- Born: 1941 (age 84–85) Baltimore
- Citizenship: United States
- Occupation: businessman
- Known for: founder of Metro Networks
- Spouses: Phyllis Grief ​(divorced)​; Suzanne Carlstrand ​ ​(m. 1986; div. 2006)​; Hillevi Svensson (1973–2019) ​ ​(died 2019)​;
- Children: 7

= David I. Saperstein =

American entrepreneur

David I. Saperstein (born 1941) is an American entrepreneur and founder of Metro Networks.

==Biography==
Saperstein was born to Jewish parents in Baltimore. He dropped out of college to sell used cars. When he got stuck in a snowstorm he came up with the idea to sell traffic reports on the radio. He used his Ford Dealership to start his new venture in Baltimore. When Ford withdrew its support of Saperstein and he lost his dealership, he founded Metro Networks in 1978. the company grew to serve over 1,500 radio stations in the U.S. In 1996, Saperstein decided to take Metro Networks public on the Nasdaq exchange, stock symbol MTNT. He made his fortune when he sold the company to Westwood One in 1999 for $1.25 billion in stock. Now he operates tree farms in Texas and Florida: "It's a growing business," he once told a reporter for Forbes magazine. In 1988, Saperstein was elected to the Common Cause National Governing Board.

==Entrepreneurism==
Saperstein began his career selling used cars in Baltimore, but quickly found there was a niche for radio programming to include traffic reports. While traffic reporting was already a part of radio programming in some cities, Saperstein found there was no single company providing concise reports for stations, either regionally or nationally.

In 1978 he founded Metro Networks, in Houston, Texas. The company grew, through the 1980s, into a veritable traffic reporting empire, and in 1996, Saperstein took the company public on the Nasdaq exchange.

In 1992, Saperstein's daughter married Shane Coppola in Baltimore, Maryland in a wedding that was described as "the social event of the season in the nation's capital." The wedding is referenced in the 1993 film Dave, starring Kevin Kline.

In 1998, Saperstein, with his son-in-law, Coppola, began negotiating a merger agreement with Westwood One, and in September 1999 three companies merged, Metro Networks, Copter Acquisition Corp. and Westwood One.
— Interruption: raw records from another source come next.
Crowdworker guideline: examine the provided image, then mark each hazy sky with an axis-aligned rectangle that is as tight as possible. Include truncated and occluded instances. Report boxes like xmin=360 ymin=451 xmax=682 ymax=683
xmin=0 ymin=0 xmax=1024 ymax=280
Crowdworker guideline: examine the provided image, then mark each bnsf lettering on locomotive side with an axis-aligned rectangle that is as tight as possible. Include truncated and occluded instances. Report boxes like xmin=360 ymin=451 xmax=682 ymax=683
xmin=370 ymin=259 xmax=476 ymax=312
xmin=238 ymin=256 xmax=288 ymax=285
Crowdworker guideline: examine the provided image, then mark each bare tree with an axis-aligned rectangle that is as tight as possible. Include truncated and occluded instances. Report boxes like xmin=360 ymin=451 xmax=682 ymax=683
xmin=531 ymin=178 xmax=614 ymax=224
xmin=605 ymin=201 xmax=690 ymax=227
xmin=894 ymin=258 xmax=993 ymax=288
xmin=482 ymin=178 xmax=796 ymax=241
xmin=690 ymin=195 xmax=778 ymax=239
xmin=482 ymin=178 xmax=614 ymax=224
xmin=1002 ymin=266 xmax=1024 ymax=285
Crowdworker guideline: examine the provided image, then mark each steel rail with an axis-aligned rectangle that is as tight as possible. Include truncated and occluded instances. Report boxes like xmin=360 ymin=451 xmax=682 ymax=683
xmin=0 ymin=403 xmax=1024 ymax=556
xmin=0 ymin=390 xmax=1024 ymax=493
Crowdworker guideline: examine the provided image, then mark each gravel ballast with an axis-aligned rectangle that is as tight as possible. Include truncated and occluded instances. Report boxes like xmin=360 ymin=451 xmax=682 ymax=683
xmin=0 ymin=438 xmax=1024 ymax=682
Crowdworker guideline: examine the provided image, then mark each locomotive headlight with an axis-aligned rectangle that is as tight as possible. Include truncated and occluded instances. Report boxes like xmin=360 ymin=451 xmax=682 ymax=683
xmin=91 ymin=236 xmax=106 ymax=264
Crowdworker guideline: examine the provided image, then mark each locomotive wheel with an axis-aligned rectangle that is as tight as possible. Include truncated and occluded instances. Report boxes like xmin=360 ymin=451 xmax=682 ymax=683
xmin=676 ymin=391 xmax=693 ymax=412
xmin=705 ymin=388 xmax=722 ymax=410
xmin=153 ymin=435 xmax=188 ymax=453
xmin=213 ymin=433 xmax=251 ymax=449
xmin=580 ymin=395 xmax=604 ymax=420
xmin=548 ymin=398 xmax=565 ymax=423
Only 9 days before the merger between Metro Networks and Westwood One, Saperstein started a new company called Five "S" Capital, Inc. Five "S" is an investment company that helps to fund new business development.

==Philanthropy==
Saperstein sits on the boards of Cedars-Sinai Hospital and Music Center of Los Angeles. He is also a member of the Homeland Security Advisory Committee. In 2006, the Saperstein Critical Care tower that bears his name was opened at Cedars-Sinai Medical Center. Initially named the David and Suzanne Saperstein Tower, it had to be renamed after his rancorous divorce. In 2009, he donated $12 million to help build the Milken Middle School, a Jewish day school in Los Angeles, California; it was renamed the David Saperstein Middle School in his honor.

==Personal life==
Saperstein has been married three times. He has two children with his first wife, Phyllis Grief – Michelle Saperstein Coppola and Jennifer Saperstein Kalapoutis. In 2006, Saperstein divorced his second wife of 23 years, Swedish philanthropist Suzanne Saperstein, whom he married in 1986. He had the divorce papers served to her in Texas on a stopover on her way from California to Europe. They had three children – Jonathan (b. 1987), Alexis (b. 1988), and Stefanie (b 1990). Saperstein later married another Swedish woman, Hillevi Svensson (1973–2019) from Bua in Varberg, formerly nanny to his children. They had twins together. On January 2, 2019, Hillevi died while vacationing in Anguilla with David and their two children.

His cousin, Ken Mehlman was the former national Republican chair and president George W. Bush's strategist for both of his terms.

During the 1990s, Saperstein built a 12-bedroom, 15-bathroom Versailles-style estate called Fleur de Lys with his then-wife, Suzanne, sprawled across several acres on Carolwood Drive in Holmby Hills. The home is listed by Forbes magazine as one of the most expensive in the United States, with an estimated property value of about $125 million. The compound, which according to W Magazine is inspired by France's 17th-century Vaux-le-Vicomte, occupies about 45000 sqft and is called Fleur de Lys ("Lily Flower" in French). The home took eleven years to build and the couple were divorced 18 months after it was completed. His wife Suzanne had the house on the market at a listing price of $125 million shortly after divorcing her husband. He also owns a horse ranch nestled in the hills at the east end of Simi Valley, California, called Hummingbird Nest Ranch. The ranch has a main villa, a period ranch house, four guest houses, and stables for dozens of horses. By 2014, the 126 acre had become self-contained with housing for staff, a commercial laundry, water wells, diesel generators, a gasoline pump and a large solar panel field.